In a separate announcement today, ECUSA gave a nod to its burgeoning litigation activity on all fronts, which to date has included: (1) filing suit against its own Church Insurance Company; (2) being sued by its own former employees; and (3) bringing suit against the donor of one of its most valuable properties, to say nothing of (4) suing over 90 of its former parishes, dioceses, bishops, and clergy. The statement released from its 815 Second Avenue headquarters reads as follows:
The Episcopal Church (USA) is pleased to announce its acquisition of the national law firm of Dewey Sooem and Howe, in order to bring the handling of all civil and ecclesiastical litigation under one roof. "We see this as a natural continuation of our policy to serve Jesus by having all our legal matters handled in house," said Presiding Bishop Michael Curry.
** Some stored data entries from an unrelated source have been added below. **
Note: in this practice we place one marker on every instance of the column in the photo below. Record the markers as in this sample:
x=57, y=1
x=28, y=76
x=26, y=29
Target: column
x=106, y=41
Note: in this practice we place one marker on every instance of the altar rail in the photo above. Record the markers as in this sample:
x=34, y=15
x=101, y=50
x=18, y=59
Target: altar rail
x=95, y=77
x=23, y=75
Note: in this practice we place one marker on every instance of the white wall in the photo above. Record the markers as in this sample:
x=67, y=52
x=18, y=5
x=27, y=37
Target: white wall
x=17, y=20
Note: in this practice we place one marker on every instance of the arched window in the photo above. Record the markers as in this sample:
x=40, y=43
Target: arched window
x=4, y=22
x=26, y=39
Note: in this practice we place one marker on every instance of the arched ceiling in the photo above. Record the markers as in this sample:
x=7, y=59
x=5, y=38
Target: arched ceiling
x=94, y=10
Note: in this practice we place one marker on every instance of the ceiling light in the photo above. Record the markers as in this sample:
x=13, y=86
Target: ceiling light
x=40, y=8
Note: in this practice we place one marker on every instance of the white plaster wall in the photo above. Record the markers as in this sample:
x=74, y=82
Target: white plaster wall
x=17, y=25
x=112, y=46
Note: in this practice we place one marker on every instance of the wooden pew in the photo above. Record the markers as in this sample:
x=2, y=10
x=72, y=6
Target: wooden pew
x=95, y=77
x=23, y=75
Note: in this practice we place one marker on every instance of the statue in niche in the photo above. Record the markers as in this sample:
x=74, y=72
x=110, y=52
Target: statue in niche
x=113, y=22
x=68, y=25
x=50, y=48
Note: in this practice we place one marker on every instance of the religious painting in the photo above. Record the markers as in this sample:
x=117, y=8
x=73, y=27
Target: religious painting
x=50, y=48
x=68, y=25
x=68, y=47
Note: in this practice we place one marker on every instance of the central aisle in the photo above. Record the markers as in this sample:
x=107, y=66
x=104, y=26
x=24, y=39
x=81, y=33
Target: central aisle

In order to avoid violating legal professional norms, all partners in the famed firm have agreed to accept priestly orders in the Church; associates will be ordained as deacons. While the salaries they will be paid will not even approach what they had earned in their own firm, a partner said off the record that they were handsomely compensated by the buyout, and further that, as clergy, they could now look forward to the extremely generous benefits paid by the Church Pension Fund.

Presiding Bishop Michael Curry stated that the $160 million expense of the acquisition will be offset by future savings in fees paid to outside law firms in the various States, which Curry said had cost the Church and its 110 dioceses over $60 million to date. "We will make up the cost in just five to eight years," he said. "From that point forward, litigation for the Church will be an addition to our bottom line, instead of the constant subtraction it has been till now. Moreover, when not busy with litigation, the firm's members will be available for us as supply priests for all the new missions we are hoping to establish in the coming years. So from our point of view, it's all win-win."